As you can see ive tried to manipulate the headers, etc, event tested for shites and giggles to assign what is stored as text and literally printed to the page to a variable and output that. Worked fine that way.

Im sure its something obvious and well known in the nuke world but first time ive tried it so any help is appreciated. Thanks all.

registered · Posted: Thu Feb 16, 2006 10:50 pm

I'm not sure what you mean. "No rendering"?
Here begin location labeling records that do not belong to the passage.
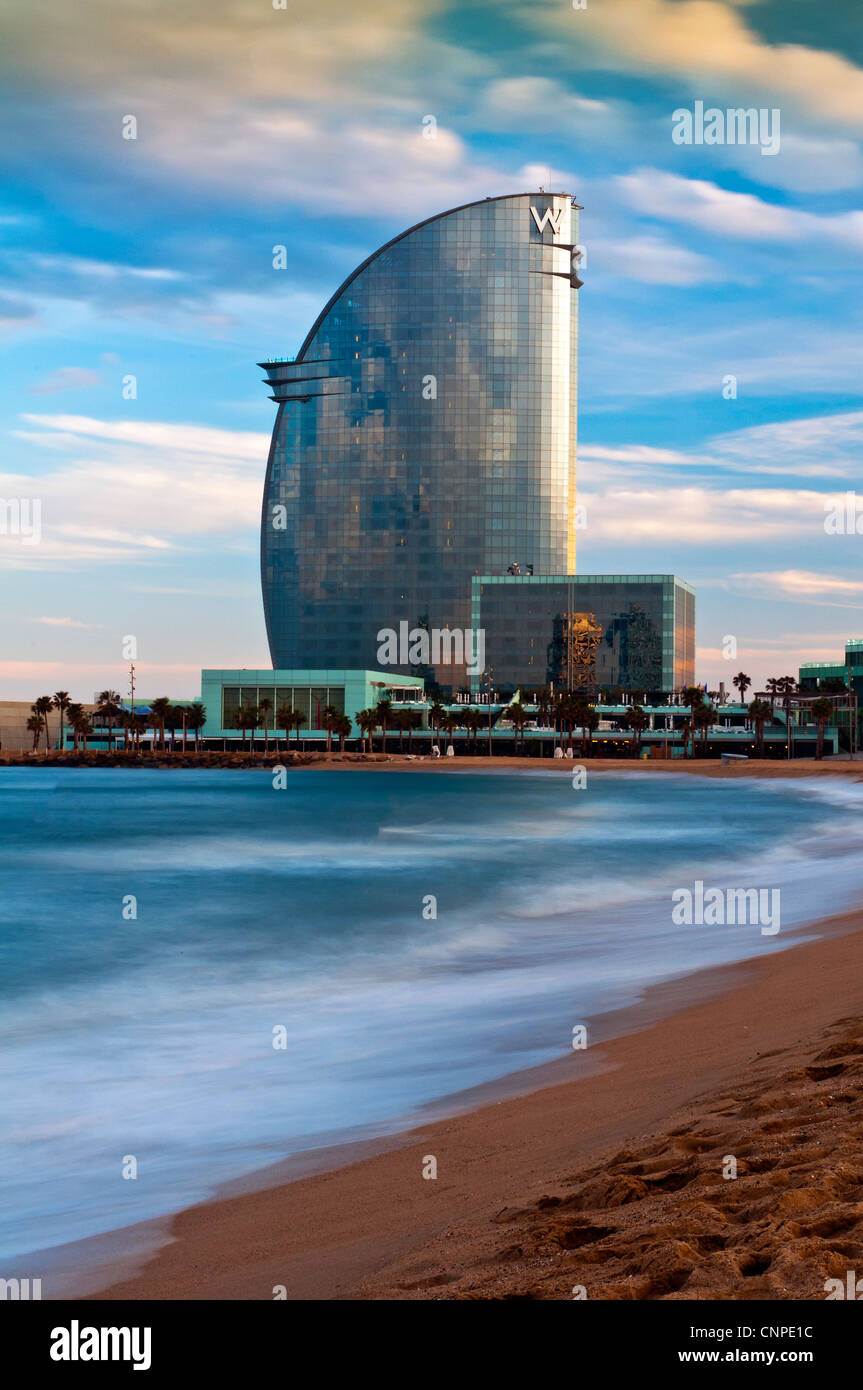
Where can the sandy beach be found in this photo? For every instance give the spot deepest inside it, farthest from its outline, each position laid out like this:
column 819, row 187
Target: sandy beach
column 606, row 1173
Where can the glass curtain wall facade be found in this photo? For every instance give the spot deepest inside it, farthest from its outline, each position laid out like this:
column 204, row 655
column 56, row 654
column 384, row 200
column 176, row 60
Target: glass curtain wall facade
column 587, row 633
column 425, row 432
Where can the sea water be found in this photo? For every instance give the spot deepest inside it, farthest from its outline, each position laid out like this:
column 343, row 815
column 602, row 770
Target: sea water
column 398, row 936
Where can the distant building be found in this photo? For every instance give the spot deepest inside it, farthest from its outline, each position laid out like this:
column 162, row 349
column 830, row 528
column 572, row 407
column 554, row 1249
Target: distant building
column 587, row 633
column 307, row 691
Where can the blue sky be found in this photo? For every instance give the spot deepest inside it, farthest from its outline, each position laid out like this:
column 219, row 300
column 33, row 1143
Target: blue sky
column 303, row 127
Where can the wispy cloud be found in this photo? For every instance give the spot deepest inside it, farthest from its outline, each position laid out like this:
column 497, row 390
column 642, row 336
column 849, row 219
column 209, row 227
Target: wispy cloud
column 66, row 378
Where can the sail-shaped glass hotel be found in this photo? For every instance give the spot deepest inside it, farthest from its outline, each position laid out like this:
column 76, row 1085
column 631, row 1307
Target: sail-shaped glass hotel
column 425, row 445
column 425, row 432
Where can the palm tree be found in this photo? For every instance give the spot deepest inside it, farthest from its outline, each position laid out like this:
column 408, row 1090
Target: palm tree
column 82, row 727
column 638, row 720
column 299, row 719
column 702, row 717
column 74, row 715
column 43, row 706
column 342, row 727
column 253, row 719
column 128, row 722
column 266, row 709
column 822, row 710
column 519, row 717
column 367, row 719
column 450, row 723
column 759, row 712
column 399, row 722
column 35, row 726
column 435, row 716
column 471, row 719
column 239, row 720
column 61, row 702
column 742, row 683
column 109, row 706
column 384, row 710
column 588, row 726
column 159, row 712
column 284, row 716
column 330, row 717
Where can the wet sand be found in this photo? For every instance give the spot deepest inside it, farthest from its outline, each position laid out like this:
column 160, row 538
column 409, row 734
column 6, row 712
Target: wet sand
column 607, row 1178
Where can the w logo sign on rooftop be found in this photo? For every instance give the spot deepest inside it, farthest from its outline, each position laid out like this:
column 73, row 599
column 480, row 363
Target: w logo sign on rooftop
column 551, row 216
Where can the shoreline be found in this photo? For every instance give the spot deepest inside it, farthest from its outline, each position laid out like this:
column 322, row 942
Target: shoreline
column 353, row 1221
column 463, row 762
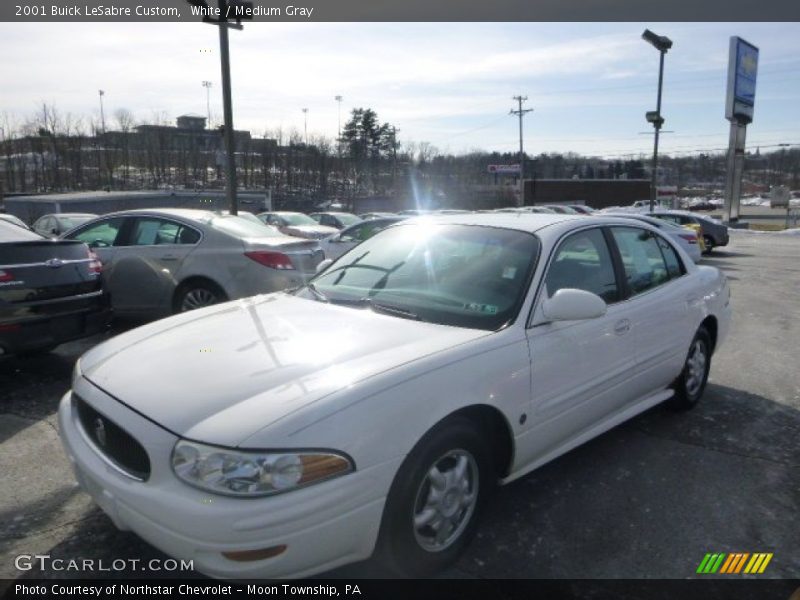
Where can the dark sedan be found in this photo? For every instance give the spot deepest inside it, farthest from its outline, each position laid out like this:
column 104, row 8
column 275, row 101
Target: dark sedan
column 50, row 292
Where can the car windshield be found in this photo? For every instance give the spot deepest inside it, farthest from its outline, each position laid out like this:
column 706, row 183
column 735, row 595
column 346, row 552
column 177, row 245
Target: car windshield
column 298, row 219
column 348, row 219
column 74, row 221
column 242, row 227
column 461, row 275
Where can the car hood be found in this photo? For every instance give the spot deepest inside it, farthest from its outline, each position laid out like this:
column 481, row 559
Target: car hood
column 221, row 374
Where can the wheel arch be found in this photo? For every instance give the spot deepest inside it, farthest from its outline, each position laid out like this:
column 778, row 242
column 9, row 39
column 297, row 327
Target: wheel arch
column 711, row 326
column 193, row 279
column 491, row 421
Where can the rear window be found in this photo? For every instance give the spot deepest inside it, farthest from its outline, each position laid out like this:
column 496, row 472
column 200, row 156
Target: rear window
column 241, row 227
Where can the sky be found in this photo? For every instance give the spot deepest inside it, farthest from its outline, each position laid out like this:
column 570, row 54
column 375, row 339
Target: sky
column 448, row 84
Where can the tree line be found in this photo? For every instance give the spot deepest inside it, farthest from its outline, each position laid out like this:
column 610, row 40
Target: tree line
column 51, row 151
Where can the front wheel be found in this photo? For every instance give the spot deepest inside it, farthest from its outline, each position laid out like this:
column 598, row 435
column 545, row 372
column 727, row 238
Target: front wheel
column 691, row 382
column 433, row 506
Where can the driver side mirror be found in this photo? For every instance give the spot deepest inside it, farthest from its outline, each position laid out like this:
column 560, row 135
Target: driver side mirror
column 569, row 304
column 324, row 265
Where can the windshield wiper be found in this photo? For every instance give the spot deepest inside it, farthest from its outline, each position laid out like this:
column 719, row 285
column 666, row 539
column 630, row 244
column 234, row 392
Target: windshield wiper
column 319, row 295
column 394, row 311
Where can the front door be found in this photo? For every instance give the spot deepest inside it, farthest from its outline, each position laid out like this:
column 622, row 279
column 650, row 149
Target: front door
column 579, row 368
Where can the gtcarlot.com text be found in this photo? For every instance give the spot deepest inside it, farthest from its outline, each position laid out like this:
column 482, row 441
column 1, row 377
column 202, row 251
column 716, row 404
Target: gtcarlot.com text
column 43, row 562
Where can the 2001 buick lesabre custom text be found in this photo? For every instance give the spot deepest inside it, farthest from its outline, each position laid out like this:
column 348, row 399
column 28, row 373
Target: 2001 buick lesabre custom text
column 375, row 408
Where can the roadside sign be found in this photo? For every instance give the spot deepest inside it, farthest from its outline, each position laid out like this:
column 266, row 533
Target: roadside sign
column 504, row 169
column 742, row 71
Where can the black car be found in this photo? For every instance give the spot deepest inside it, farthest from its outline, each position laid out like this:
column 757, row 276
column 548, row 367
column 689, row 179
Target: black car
column 50, row 292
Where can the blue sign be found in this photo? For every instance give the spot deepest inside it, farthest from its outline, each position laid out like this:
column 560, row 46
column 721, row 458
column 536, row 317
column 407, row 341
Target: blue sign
column 744, row 89
column 742, row 71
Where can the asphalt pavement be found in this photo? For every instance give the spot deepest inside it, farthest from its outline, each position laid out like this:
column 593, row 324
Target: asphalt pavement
column 646, row 500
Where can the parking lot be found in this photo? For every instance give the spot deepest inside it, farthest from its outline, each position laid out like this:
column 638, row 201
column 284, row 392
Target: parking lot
column 647, row 500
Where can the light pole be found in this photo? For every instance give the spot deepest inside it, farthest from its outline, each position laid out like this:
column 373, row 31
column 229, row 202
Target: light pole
column 339, row 100
column 662, row 44
column 207, row 85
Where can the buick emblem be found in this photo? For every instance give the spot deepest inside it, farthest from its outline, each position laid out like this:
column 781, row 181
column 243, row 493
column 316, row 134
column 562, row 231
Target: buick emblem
column 100, row 431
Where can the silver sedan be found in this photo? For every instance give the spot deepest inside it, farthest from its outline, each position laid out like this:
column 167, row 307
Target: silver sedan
column 162, row 261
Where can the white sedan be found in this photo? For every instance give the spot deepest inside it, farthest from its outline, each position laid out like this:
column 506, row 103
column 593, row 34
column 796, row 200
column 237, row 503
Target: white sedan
column 374, row 409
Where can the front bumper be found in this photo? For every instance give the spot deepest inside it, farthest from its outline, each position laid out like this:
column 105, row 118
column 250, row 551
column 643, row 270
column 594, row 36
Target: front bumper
column 32, row 334
column 322, row 526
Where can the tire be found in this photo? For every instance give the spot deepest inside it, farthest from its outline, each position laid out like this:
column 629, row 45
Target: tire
column 197, row 294
column 457, row 456
column 691, row 383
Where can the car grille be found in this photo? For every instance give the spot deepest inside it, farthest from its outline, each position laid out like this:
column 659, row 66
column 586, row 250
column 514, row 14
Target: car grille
column 112, row 441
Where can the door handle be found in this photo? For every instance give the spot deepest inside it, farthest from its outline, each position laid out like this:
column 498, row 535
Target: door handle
column 622, row 326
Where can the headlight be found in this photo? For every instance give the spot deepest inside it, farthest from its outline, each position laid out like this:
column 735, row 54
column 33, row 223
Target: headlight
column 254, row 473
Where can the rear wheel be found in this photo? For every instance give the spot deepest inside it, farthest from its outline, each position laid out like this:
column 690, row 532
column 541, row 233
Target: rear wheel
column 433, row 506
column 691, row 382
column 197, row 294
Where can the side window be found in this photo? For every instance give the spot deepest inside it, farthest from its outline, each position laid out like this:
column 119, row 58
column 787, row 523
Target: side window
column 101, row 234
column 674, row 264
column 583, row 262
column 150, row 231
column 641, row 256
column 356, row 234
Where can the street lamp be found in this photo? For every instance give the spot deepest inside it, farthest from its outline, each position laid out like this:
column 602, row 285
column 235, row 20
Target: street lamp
column 207, row 85
column 662, row 44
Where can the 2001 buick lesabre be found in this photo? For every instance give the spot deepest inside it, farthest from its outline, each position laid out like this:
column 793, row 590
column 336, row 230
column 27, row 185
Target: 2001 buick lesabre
column 374, row 409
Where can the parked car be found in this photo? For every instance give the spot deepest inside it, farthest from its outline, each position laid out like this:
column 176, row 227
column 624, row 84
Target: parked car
column 376, row 407
column 684, row 237
column 7, row 218
column 297, row 225
column 336, row 245
column 162, row 261
column 338, row 220
column 50, row 292
column 53, row 225
column 715, row 233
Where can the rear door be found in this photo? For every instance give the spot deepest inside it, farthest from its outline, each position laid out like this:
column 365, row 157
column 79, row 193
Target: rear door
column 659, row 301
column 147, row 263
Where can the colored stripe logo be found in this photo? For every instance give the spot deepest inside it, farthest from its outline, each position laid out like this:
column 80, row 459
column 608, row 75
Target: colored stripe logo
column 734, row 563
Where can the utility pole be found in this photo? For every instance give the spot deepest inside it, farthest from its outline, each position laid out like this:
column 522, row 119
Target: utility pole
column 339, row 100
column 394, row 154
column 102, row 114
column 207, row 85
column 521, row 113
column 236, row 10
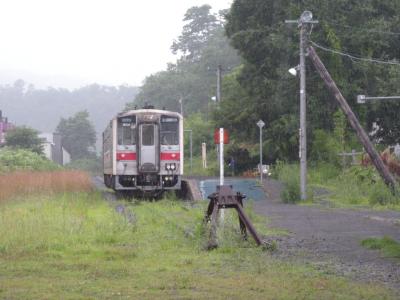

Posted: Thu Feb 16, 2006 11:49 pm

No = not...not rendering as in rather than actually taking the html and making pretty things its just dumping the html out as if you did a view source and saw the html

Site Admin/Owner Joined: Aug 27, 2002 Posts: 17088

I need to see the raw data that is stored in your table. Please post the simplest example of code that you are storing and also show the php code that you are using to insert the data into the table.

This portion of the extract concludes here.